%\VignetteIndexEntry{Guide to the kazaam Package}
\documentclass[]{article}

\input{./include/settings}
\newcommand{\secref}[1]{\hyperref[#1]{Section~\ref*{#1}}}
\newcommand{\pkg}[1]{\textbf{#1}}
\usepackage[inline]{enumitem}


\mytitle{Guide to the kazaam Package}
\mysubtitle{}
\myversion{0.1-0}
\myauthor{
\centering
Drew Schmidt \\ 
\texttt{wrathematics@gmail.com} 
}


\begin{document}

\begin{figure}[ht]
\vspace{-.5in}
  \begin{minipage}[c]{8.5in}
  \hspace{-1.0in}
  \includegraphics[width=8in,height=10in]{./cover/kazaam.pdf}
  \end{minipage}
\end{figure}

\makefirstfew


\section{Introduction}
\label{sec:intro}

The \pkg{kazaam} package~\cite{kazaam} is a set of utilities for creating, 
managing, and doing analysis with very tall, skinny, distributed 
matrices in R.  It is not the first such package to handle distributed matrices 
in R (the authors even have another; more on that in a moment).  However, it 
has some distinct advantages over the competition, assuming your problem fits 
its various assumptions well.

In contrast to the \pkg{pbdDMAT} package~\cite{pbdBASE,pbdDMAT} which 
uses ScaLAPACK~\cite{slug}, most of the linear algebra and statistics 
operations in \pkg{kazaam} are performed locally.  This gives the advantage of 
being faster, at the expense of numerical accuracy.  Additionally, 
\pkg{pbdDMAT} can handle square, as well as short/wide matrices, both of which 
are bad fits for \pkg{kazaam}.  So if you believe your data to be 
ill-conditioned or its dimension are not appropriate, then the \pkg{pbdDMAT} 
package may be a much better fit.

While the \pkg{kazaam} package has these deficiencies, it does have some 
advantages.  For one, it generally performs very well on very large, 
tall/skinny matrices.  So long as the data is well-conditioned (and it probably 
is, frankly), then the performance should be quite good.  Additionally, 
ScaLAPACK indexes the global number of rows/columns by a signed 32-bit 
integer, making it impossible to use with extremely tall matrices; but this is 
no problem for \pkg{kazaam}.  Finally, because the distribution schema is 
\emph{much} simpler than ScaLAPACK's (and whence \pkg{pbdDMAT}'s) 2d block 
cyclic distribution, we find that \pkg{kazaam} is much easier to work with in 
general.

No one package can solve every problem.  This is especially true in HPC.  
However, if your data truly is large and you need to run in an HPC environment, 
we believe that the various tradeoffs and compromises among other similar sorts 
of packages leave \pkg{kazaam} looking very competitive.


\subsection{Installation}

You can install the stable version from CRAN using the usual
\code{install.packages()}:

\begin{lstlisting}[language=rr]
install.packages("kazaam")
\end{lstlisting}

The development version is maintained on GitHub, and can easily be installed by
any of the packages that offer installations from GitHub:

\begin{lstlisting}[language=rr]
### Pick your preference
devtools::install_github("RBigData/kazaam")
ghit::install_github("RBigData/kazaam")
remotes::install_github("RBigData/kazaam")
\end{lstlisting}

To simplify installation on cloud systems, we also have a
\href{https://github.com/RBigData/pbdr-kazaam}{Docker container} available.

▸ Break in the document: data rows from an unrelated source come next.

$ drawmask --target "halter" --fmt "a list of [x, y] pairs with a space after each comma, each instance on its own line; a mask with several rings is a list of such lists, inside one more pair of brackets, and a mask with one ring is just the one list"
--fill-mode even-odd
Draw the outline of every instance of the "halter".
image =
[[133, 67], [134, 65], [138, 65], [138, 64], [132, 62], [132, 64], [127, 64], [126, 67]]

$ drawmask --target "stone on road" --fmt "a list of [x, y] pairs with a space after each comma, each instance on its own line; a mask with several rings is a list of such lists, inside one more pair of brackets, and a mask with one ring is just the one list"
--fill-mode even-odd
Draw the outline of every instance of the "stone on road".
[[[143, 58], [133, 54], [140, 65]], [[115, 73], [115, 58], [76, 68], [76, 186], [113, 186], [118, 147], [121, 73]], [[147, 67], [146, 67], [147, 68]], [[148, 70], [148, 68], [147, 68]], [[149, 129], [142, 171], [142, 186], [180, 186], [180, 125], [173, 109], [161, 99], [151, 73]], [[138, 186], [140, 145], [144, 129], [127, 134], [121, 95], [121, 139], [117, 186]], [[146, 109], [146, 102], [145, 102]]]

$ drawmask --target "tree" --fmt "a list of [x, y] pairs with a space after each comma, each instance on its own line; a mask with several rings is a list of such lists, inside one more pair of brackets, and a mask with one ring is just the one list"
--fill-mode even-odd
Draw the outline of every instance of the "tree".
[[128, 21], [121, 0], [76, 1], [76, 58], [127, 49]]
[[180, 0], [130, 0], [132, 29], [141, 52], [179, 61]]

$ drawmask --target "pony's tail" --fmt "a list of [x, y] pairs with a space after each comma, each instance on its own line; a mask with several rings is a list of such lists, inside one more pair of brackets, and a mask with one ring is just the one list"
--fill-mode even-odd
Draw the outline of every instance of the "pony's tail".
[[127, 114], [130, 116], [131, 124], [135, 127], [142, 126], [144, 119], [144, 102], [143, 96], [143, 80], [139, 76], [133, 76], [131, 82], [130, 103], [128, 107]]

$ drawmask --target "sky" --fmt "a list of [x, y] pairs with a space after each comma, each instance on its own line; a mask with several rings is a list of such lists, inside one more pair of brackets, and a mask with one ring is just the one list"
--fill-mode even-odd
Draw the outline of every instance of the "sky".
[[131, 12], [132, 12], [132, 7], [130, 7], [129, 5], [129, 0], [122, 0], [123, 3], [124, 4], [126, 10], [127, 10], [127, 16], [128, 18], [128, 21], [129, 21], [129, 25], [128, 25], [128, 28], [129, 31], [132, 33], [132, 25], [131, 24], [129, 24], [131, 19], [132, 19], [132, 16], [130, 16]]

\section{Background and Motivation}

Our tall/skinny/distributed matrices are called ``shaqs'', which stands for 
Super Huge Analytics done Quickly.  This of course has nothing at all to do 
with esteemed actor Shaquille O'Neal, who is very tall.  And since the package 
is so easy to use, it sometimes looks like a magic trick.  And ``kazaam!'' is 
something a magician might say.  It is by mere coincidence that Shaquille O'Neal 
starred in a movie titled \emph{Kazaam}.

Many large scale data science applications (``big data'') look like small scale 
ones, only with way more data.  Often, these are ``tall and skinny''.  When 
distributing these matrices, it makes the most sense (from both a performance 
and ease-of-use perspective) to distribute these across processors by row.  
Meaning, each process should own all of the columns of the data, but only a 
subset of the rows.  In the following subsection, we make precise all of the 
assumptions required for using \pkg{kazaam}; but that is the big one.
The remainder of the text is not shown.